Louis Morisset, président-directeur général de l’AMF, affirme pour sa part dans un courriel que le régulateur déploie «des efforts considérables pour adapter ses pratiques et faire évoluer le cadre réglementaire en fonction de ces changements».

Les lois du secteur financier du Québec n’ayant pas été rédigées en fonction des réalités technologiques émergentes, il souligne que le gouvernement révisera plusieurs d’entre elles, dont la Loi sur les assurances et la LDPSF, «notamment pour prévoir un cadre applicable à l’offre d’assurance en ligne».

À ce sujet, Louis Morisset souligne que l’AMF a dirigé les travaux du Conseil canadien des responsables de la réglementation d’assurance (CCRRA) ayant mené à la publication en 2013 d’un «Énoncé de principes sur le commerce électronique des produits d’assurance», en plus de publier son propre rapport sur l’offre d’assurance par Internet en 2015.

Il souligne aussi la mise en place de deux régimes de financement participatif en capital (crowdfunding), de concert avec les autres régulateurs des Autorités canadiennes en valeurs mobilières (ACVM), et la création d’un groupe de travail interne chargé notamment d’effectuer une vigie des pratiques et du développement de l’encadrement réglementaire des fintech à l’échelle mondiale, et de déterminer les enjeux et les risques émergents.

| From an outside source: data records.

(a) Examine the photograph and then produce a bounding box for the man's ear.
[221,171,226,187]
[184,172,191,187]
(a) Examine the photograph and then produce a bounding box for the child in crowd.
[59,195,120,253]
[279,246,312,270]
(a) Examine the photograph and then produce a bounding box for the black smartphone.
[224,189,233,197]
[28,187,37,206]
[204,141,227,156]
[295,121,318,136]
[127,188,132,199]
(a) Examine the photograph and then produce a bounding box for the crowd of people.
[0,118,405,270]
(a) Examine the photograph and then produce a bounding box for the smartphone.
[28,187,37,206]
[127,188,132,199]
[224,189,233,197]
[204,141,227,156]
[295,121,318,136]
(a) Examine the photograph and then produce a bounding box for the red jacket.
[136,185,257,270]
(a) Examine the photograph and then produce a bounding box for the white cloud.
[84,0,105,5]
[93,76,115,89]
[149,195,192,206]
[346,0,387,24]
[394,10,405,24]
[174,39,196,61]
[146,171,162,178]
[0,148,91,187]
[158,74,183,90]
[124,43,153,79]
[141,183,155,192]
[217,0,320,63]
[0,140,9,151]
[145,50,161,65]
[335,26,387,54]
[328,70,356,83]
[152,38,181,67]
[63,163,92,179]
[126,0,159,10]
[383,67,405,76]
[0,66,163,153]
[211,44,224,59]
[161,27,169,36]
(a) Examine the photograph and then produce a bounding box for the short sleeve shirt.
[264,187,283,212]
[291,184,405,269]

Selon Marylène Royer, le futur cadre règlementaire devra parvenir à concilier plusieurs intérêts divergents, mais le défi reposera aussi sur les épaules de l’industrie, «car l’application de ce cadre risque de susciter de beaux défis sur le plan technologique et en matière de modèles d’affaires».

«Nous réexaminons nos approches en ce qui concerne le processus de connaissance du client et l’évaluation de la convenance afin d’arrimer notre cadre règlementaire à la nouvelle série d’outils et de modèles de service qui sont proposés aux investisseurs», mentionne par courriel Claudyne Bienvenu, vice-présidente de l’OCRCVM pour le Québec. Elle ajoute que l’organisme a produit deux guides visant à aider ses membres à se protéger contre les cybermenaces.

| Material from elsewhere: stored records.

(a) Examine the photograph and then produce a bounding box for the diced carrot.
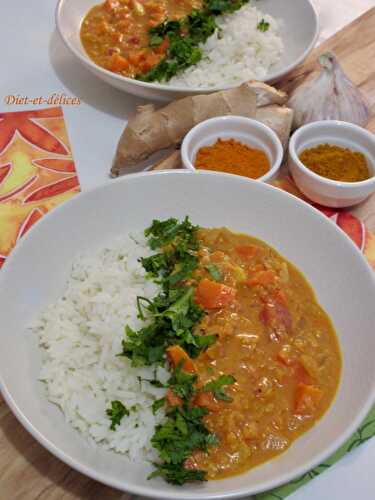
[140,52,160,73]
[236,245,259,259]
[246,269,277,286]
[294,383,323,415]
[194,392,220,411]
[166,345,196,373]
[195,278,236,309]
[154,37,169,54]
[104,0,120,12]
[110,53,129,71]
[165,389,182,406]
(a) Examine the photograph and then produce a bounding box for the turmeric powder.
[299,144,370,182]
[195,139,270,179]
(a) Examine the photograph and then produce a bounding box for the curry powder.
[299,144,370,182]
[195,139,270,179]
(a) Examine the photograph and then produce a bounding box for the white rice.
[168,4,284,87]
[34,234,168,461]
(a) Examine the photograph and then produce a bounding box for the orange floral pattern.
[0,107,80,267]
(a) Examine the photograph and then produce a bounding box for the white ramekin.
[181,116,284,182]
[289,120,375,208]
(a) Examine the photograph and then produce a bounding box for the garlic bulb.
[288,52,369,128]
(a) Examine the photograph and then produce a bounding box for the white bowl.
[181,115,284,182]
[289,120,375,208]
[56,0,319,100]
[0,170,375,500]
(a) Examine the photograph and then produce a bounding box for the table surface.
[0,0,375,500]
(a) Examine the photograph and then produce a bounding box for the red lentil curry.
[81,0,202,78]
[116,218,341,484]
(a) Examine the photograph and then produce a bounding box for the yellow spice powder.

Ian Gascon, président de Placements Idema, qui a lancé un quasi robot-conseiller en 2010, constate «une évolution du point de vue du régulateur sur le sujet». Cependant, il observe généralement «peu de changements dans la réglementation, si ce n’est des précisions sur l’interprétation de la réglementation et sur la responsabilité des entreprises utilisant des plates-formes technologiques».

Gino Savard, président de Mica Services financiers, estime de son côté «qu’il y a des gens allumés à l’AMF qui ont un oeil très avisé sur ce qui se fait ailleurs dans le monde. Nous sommes en désaccord en ce qui a trait à l’offre d’assurance par Internet, mais ils sont bien intentionnés et ils sont conséquents dans leurs actions».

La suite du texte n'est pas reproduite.